Send resumes to: mounika-d@hcl-software.com

About the Role

We seek an actively-minded and technically, technologically experienced, (3-4 years) PSIRT Engineer. The preferred candidate must possess an effective background in software development, security incident response, and code review to detect the vulnerabilities of the product codebases and third-party integrations.

Key Responsibilities

• Engage in product vulnerability-related security incident response, detection, to resolution.
• Review code routinely to find and prioritise possible weaknesses or bad patterns, or insecure design implementations.
• Evaluate both internal/external vulnerability reports (e.g., bug bounty programmes, disclosures by customers, vulnerability scanners).
• Work with development teams to reproduce, evaluate, and fix reported vulnerabilities.
• Keep the PSIRT process running - monitoring CVEs, arranging vulnerability reporting, and creating advisories.
• Lessons learned and root cause analysis of support to improve post-incident.
• Keep abreast of the most recent vulnerability trends and strategies of attacks and defence.

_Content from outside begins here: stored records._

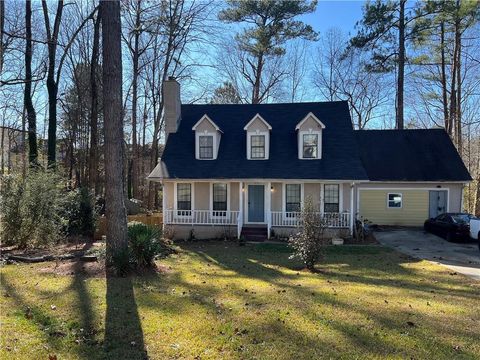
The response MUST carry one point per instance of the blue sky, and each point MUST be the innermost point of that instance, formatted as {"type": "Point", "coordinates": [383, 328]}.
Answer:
{"type": "Point", "coordinates": [341, 14]}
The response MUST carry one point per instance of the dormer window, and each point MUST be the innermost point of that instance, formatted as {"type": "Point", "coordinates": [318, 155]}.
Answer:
{"type": "Point", "coordinates": [310, 146]}
{"type": "Point", "coordinates": [206, 146]}
{"type": "Point", "coordinates": [207, 139]}
{"type": "Point", "coordinates": [310, 137]}
{"type": "Point", "coordinates": [257, 147]}
{"type": "Point", "coordinates": [258, 138]}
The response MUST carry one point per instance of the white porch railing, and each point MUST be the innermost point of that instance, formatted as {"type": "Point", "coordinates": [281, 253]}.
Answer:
{"type": "Point", "coordinates": [200, 217]}
{"type": "Point", "coordinates": [292, 219]}
{"type": "Point", "coordinates": [277, 218]}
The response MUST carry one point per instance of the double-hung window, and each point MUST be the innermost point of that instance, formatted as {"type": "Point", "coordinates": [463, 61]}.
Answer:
{"type": "Point", "coordinates": [310, 146]}
{"type": "Point", "coordinates": [219, 199]}
{"type": "Point", "coordinates": [332, 198]}
{"type": "Point", "coordinates": [257, 147]}
{"type": "Point", "coordinates": [293, 193]}
{"type": "Point", "coordinates": [184, 199]}
{"type": "Point", "coordinates": [394, 201]}
{"type": "Point", "coordinates": [205, 146]}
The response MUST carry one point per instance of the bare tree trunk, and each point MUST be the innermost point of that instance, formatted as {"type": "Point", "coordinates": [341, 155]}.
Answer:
{"type": "Point", "coordinates": [458, 130]}
{"type": "Point", "coordinates": [52, 86]}
{"type": "Point", "coordinates": [258, 80]}
{"type": "Point", "coordinates": [477, 198]}
{"type": "Point", "coordinates": [401, 65]}
{"type": "Point", "coordinates": [27, 97]}
{"type": "Point", "coordinates": [93, 161]}
{"type": "Point", "coordinates": [2, 27]}
{"type": "Point", "coordinates": [448, 126]}
{"type": "Point", "coordinates": [112, 95]}
{"type": "Point", "coordinates": [135, 55]}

Required Skills & Experience

• 3-4 years working in Product Security, Application Security, or PSIRT.
• Good knowledge of C, C++, Java, Python, or Go (capable of conducting reviews).
• Familiarity with the use of static and dynamic code analysis tools (e.g., App Scan , Klockworks ).
• Understanding of software vulnerability types (e.g. buffer overflows, XSS, SQLi, CSRF, race conditions).
• Practical implementation of CVSS scoring, CVE management and coordinated disclosure.
• Knowledge in threat modelling and secure development lifecycle (SDLC).
• Sound knowledge of network protocols, APIs and operating systems (Linux/Windows).
• Good communication and documentation expertise to carry out connections between the engineering and product teams.

Preferred / Nice-to-Have

• Work with open-source vulnerability scanning tools (e.g., Snyk, Dependency-Cheque, Trivy).
• Reverse engineering/binary analysis knowledge (e.g. Ghidra, IDA Pro).
• Introduction to incident management models (FIRST, ISO 30111, ISO 29147).
• Certifications such as CEH or Security+ are an advantage.
• Past input to security advisories or open source PSIRT programmes.

Soft Skills

• Critical thinking and detailing.
• Close cooperation and interaction among cross-functional teams.
• Effective prioritisation and handling of several incidents.
• Love for learning and never ending product security.